We used a version of RSA (29) to compare patterns of dissimilarity between neural and experiential data in each scanning session. To create neural representational dissimilarity matrices (RDMs), the fMRI data were modeled in the same way as described in the previous section except individual thought probe trials were not weighted by principal component weights.
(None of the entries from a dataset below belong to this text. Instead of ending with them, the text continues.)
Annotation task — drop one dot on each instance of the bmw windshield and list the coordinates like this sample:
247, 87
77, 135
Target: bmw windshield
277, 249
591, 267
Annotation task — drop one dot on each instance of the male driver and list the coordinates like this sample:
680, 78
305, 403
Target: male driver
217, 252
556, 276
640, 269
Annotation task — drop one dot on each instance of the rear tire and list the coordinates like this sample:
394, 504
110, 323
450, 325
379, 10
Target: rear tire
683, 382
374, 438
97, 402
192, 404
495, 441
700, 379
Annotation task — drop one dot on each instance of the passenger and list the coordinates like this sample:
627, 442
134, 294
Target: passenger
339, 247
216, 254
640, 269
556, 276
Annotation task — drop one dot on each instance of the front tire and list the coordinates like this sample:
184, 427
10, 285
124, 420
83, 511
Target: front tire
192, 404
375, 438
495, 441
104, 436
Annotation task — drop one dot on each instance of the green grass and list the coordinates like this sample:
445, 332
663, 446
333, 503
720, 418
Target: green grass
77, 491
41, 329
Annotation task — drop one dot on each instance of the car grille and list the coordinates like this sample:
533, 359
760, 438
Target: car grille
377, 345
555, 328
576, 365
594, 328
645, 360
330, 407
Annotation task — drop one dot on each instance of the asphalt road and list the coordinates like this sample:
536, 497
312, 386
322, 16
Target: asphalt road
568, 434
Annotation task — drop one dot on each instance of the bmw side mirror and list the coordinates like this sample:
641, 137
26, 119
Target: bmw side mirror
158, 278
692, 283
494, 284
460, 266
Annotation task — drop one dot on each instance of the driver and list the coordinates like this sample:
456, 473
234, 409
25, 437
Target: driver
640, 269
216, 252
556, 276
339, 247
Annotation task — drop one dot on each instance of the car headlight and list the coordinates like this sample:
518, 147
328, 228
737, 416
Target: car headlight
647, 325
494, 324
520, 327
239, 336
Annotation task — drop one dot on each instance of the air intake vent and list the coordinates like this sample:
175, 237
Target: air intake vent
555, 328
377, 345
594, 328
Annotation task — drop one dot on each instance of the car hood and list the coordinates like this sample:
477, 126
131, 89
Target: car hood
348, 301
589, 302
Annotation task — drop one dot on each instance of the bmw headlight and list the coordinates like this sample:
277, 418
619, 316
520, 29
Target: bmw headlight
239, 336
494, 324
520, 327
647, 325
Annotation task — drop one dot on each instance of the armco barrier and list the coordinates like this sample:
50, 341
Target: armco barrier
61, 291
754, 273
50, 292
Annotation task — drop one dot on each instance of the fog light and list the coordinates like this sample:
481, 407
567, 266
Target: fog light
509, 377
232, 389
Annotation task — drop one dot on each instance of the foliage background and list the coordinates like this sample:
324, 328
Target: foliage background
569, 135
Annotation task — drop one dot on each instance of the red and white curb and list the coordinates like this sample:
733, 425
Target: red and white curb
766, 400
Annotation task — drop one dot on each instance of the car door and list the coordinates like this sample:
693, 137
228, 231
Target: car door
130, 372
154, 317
Regions of interest for RSA.

We used the same masks as in ref. 17. Regions of interest masks were created by projecting the cortical surface principal gradient map to the 2-mm volumetric MNI152 standard space (available at https://neurovault.org/images/24346/). The volumetric map was then binned into five-percentile increments and binarized. These are available here: https://neurovault.org/collections/3192/.

Neural RDMs.

Neural RDMs were created separately for the 0-back and 1-back tasks by first correlating the neural response patterns between each pairwise combination of thought probes (using pyMVPA version 2), we then converted these into distance measures (1 − r value) as recommended by Kriegeskorte et al. (29). Each participant had two neural RDMs per session (one each for 0-back tasks and 1-back tasks). These RDMs were created based on neural patterns in each individual’s native echo planar imaging (EPI) brain space for each of the 20-gradient bins defined by ref. 17.

Principal component RDMs.

Principal component RDMs were created in a similar fashion to the neural RDMs except that they were composed of the representational distances between principal component loadings for each pairwise combination of thought probes. This was done separately for each principal component [detail, task unrelated thought (TUT), modality, and emotion] in the 0- and 1-back conditions. The use of varimax rotation in the MDES decomposition allowed us to construct four separate models in each task that were not collinear.

RSA model comparison.

We removed the diagonal components of each RDM and used one-half of the correlation matrix (the duplicated values). We used Spearman rank correlations (29) between each principal component RDM model (detail, TUT, modality, and emotion) in each condition (0-back, 1-back) and each neural RDM in each condition (0- and 1-back thought probes). RDMs were calculated for each participant and averaged across session, leaving eight correlation values for each participant: one for each principal component RDM compared with the neural RDM in that condition. The r values were Fisher transformed to ensure they fit assumption of normality for significance testing. Mean RSA model fit scores for each of the 20 bins were z scored and superimposed onto the inflated surface of a standard MNI152 brain in Fig. 4.